Gaia asks: How can you obtain the relevant work experience needed for a new job if you are not given the opportunity to gain that experience when attempting to transition to a different industry or job with different skill sets.
This question is a great example of the catch-22 of career change. The trick to solving it is that, employers are not going to just give you the experience. You’re going to have to take it yourself.
Experience with a new industry or a new role is not only begotten by a permanent full-time job in that specific role or industry. There are different ways you can get experience. Here are three ways you can demonstrate that experience that don’t involve getting a job in that new area:
1 – Pro bono experience
This is experience for which you are unpaid. You can do a consulting project in the new industry or role. You can volunteer to demonstrate your skills or expertise in a new area. You can do some teaching or public speaking on the new topic.
Public speaking, and developing your thought leadership overall (e.g., writing, social media), is really something that’s overlooked. Curating your knowledge in the new area that you are trying to enter is a great way of getting and staying front-of-mind to recruiters, employers and decision makers and influencers who can get you into that new industry, new role, or both. Thought leadership is a great way of showcasing your talents and what you know. It demonstrates that you have something to say.
Volunteering, pro bono consulting, teaching, public speaking — none of this requires that a recruiter or an employer hire you for a permanent full-time job. It does require that you hustle to get those first projects. At the end of the day, isn’t that the message you want to send employers? You’re telling them: yes, I can absolutely do this. By getting the consulting, the volunteering, the public speaking, the teaching, you are not making promises – you are just going ahead and doing it for it yourself.
2 – Academic experience
Academics doesn’t necessarily mean that you run off to graduate school for whatever is relevant to your new industry or role. You don’t even necessarily need a certification. However, taking a class, series of classes, getting a certification or getting an advanced degree are all ways of showcasing what it is that you know. In the academic environment, you can get hands on experience through group projects, through research assignments either in a class or working with a professor and there might be opportunities to work in and around campus.
Many times for a graduate business degree or business certifications, there are consulting projects that are done as part of the curriculum. So an academic environment can be a good place to get the skills and the expertise that you are going to need for that career change.
3 – 90-day plan
Tell that next employer what you are going to do the first day, first week, first month, first quarter. How are you going to be productive from day one on the job?
The employer is choosing between you and someone else who is not a career changer. The other candidate is someone for whom this industry or role or both are not new. The employer is weighing: Why should I hire you over someone who has done this before?

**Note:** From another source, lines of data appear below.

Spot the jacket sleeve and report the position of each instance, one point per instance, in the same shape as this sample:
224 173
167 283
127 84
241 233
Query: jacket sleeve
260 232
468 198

Yes, a plan is just a plan. Unlike hands-on experience, a plan won’t have demonstrated results. It’s simply a promise. However, having walked through that plan, you can speak with confidence and you can give the prospective employer some confidence that you are going to add value quickly. If they do buy into your plan, it helps them see you in that industry role or both. If they can see you in their job, then they’re going to feel more comfortable hiring you. They’re going to convince themselves that you aren’t a career changer – because you already know their company, you already know what you’re going to do from day one.
As a career changer, you want to decrease risk to the employer
Having demonstrated experience through pro bono services, getting academic experience or coming up with a 90 day plan are all about decreasing risk to the employer. The employer wants to know that they’re not going to make a mistake by giving you a chance.
Hiring is expensive. It’s expensive in terms of the time and the energy that the employer takes to weed through candidates and figure out who it is that they want to hire. It’s expensive if they have to pay an outside agency to find the person. Even if they’re filling the job internally, it’s expensive in terms of the internal recruiter time and all of the other people that are dedicating their time to this hire as opposed to doing something else.
Then there is risk in terms of onboarding the wrong person and the opportunity costs losing that time of the search. An employer fears doing all of that onboarding and going through those unproductive early days on the job, only to find out that this new hire didn’t work out.
It’s incredibly expensive to hire, and so the employer is afraid to make a mistake. As a career changer, you’re seen as a higher risk because you don’t have a track record. Everything that you do needs to be about decreasing that risk of a mistake to the employer.